Open jwnimmer-tri opened 1 year ago
@RussTedrake does the machine have this file: /sys/devices/system/cpu/cpufreq/boost
? Apparently that is the modern, architecture agnostic kernel knob. Alternatively, /sys/devices/system/cpu/cpufreq/policyX/
(X is CPU ID number) is an older, AMD specific interface.
https://www.kernel.org/doc/html/v5.19/admin-guide/pm/cpufreq.html#frequency-boost-support
Whoever works on fixing this will need administrator access to a relevant machine for testing.
yes. I have both the /sys/devices/system/cpu/cpufreq/boost
and the .../policyX
directories.
Testing thought: the goal of this work is to reduce variance in benchmark results. Does that mean we have to run a bunch of benchmarks with and without boost suppression? Will we be able to see a reduction in variance?
Is there any doubt that a varying clock rate would affect a benchmark? I don't see any need to prove that hypothesis.

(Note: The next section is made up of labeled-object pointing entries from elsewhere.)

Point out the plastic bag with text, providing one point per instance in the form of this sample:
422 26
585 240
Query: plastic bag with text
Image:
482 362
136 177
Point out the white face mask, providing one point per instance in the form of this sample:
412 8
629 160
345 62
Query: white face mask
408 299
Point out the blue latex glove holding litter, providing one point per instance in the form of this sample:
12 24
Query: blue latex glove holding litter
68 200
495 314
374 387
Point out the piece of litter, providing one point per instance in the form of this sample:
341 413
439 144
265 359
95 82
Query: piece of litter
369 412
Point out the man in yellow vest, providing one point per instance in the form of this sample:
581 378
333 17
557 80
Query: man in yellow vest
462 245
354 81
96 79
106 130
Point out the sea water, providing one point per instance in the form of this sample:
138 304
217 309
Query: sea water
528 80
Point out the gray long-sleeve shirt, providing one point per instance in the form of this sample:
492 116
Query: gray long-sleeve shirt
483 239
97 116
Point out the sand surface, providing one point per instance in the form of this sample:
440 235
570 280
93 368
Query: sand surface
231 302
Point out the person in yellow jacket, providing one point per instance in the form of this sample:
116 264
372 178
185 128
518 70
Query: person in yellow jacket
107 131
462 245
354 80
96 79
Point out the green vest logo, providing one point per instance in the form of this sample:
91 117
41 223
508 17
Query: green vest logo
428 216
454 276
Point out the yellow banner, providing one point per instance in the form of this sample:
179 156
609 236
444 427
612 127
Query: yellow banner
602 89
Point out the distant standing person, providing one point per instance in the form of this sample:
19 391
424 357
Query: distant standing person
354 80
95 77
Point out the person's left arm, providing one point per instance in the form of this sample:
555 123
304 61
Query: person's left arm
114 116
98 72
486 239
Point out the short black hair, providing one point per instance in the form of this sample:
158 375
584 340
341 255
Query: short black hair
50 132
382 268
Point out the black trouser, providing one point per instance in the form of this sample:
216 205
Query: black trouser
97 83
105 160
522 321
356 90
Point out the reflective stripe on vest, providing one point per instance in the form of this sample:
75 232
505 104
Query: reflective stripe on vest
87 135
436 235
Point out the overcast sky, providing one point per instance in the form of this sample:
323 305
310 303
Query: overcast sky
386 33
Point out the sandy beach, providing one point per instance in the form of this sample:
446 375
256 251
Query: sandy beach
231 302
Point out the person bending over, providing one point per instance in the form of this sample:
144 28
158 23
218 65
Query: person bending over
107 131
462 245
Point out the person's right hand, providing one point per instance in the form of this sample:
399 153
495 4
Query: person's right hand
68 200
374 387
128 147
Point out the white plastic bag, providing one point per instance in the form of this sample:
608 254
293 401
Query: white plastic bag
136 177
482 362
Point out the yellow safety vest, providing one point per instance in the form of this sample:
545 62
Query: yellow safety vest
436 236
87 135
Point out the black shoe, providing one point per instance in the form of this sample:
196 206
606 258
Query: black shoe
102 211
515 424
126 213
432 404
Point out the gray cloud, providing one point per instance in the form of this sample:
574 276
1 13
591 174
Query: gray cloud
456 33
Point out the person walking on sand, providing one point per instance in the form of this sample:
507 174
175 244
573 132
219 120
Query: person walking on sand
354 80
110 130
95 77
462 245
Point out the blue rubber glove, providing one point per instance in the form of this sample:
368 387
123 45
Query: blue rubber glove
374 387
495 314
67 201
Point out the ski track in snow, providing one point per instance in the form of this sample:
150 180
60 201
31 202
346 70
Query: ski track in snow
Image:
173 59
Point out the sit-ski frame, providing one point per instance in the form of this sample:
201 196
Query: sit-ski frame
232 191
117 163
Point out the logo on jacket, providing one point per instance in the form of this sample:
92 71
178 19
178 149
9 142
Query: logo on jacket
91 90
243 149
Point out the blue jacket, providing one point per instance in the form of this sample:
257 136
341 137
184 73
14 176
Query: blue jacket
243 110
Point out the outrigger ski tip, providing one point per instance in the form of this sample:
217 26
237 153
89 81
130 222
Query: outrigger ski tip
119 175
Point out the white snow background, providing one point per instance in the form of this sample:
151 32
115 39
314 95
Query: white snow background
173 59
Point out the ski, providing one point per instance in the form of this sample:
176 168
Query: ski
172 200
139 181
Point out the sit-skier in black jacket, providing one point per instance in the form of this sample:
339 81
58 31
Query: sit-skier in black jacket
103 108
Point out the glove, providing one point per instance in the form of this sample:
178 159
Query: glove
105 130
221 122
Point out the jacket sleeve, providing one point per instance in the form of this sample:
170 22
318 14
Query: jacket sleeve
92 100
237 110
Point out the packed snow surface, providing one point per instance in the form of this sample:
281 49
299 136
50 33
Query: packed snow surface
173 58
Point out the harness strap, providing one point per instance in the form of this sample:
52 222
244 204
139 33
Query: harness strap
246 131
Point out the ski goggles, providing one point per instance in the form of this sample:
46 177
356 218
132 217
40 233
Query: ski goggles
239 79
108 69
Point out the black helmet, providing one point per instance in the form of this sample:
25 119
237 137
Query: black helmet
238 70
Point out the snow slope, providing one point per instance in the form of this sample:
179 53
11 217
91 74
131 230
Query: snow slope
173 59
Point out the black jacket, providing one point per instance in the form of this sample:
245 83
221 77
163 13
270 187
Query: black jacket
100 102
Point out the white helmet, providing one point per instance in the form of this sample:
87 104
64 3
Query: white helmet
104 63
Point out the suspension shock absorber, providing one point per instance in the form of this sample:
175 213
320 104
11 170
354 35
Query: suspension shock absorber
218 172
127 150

I suppose the question is whether the boost suppression code we write is actually suppressing boost (i.e., if we've found the right knobs). That should show up in the mean (-30%), rather than the variance.
Found another variation, not yet supported. My new Puget (AMD Threadripper) has /sys/devices/system/cpu/cpufreq/policyX/
(seen before but not supported) and /sys/devices/system/cpu/amd_pstate/status
. Still investigating what to do with those.
See https://github.com/RobotLocomotion/drake/issues/17369#issuecomment-1455146760.
A non-trivial number of TRI workstations use AMD chips now, not Intel. We should teach
benchmark_tool
how to govern the turbo state on those chips as well.In the meantime, the work-around is either to find an Intel machine, or run the benchmark binary directly instead of through the tool wrapper.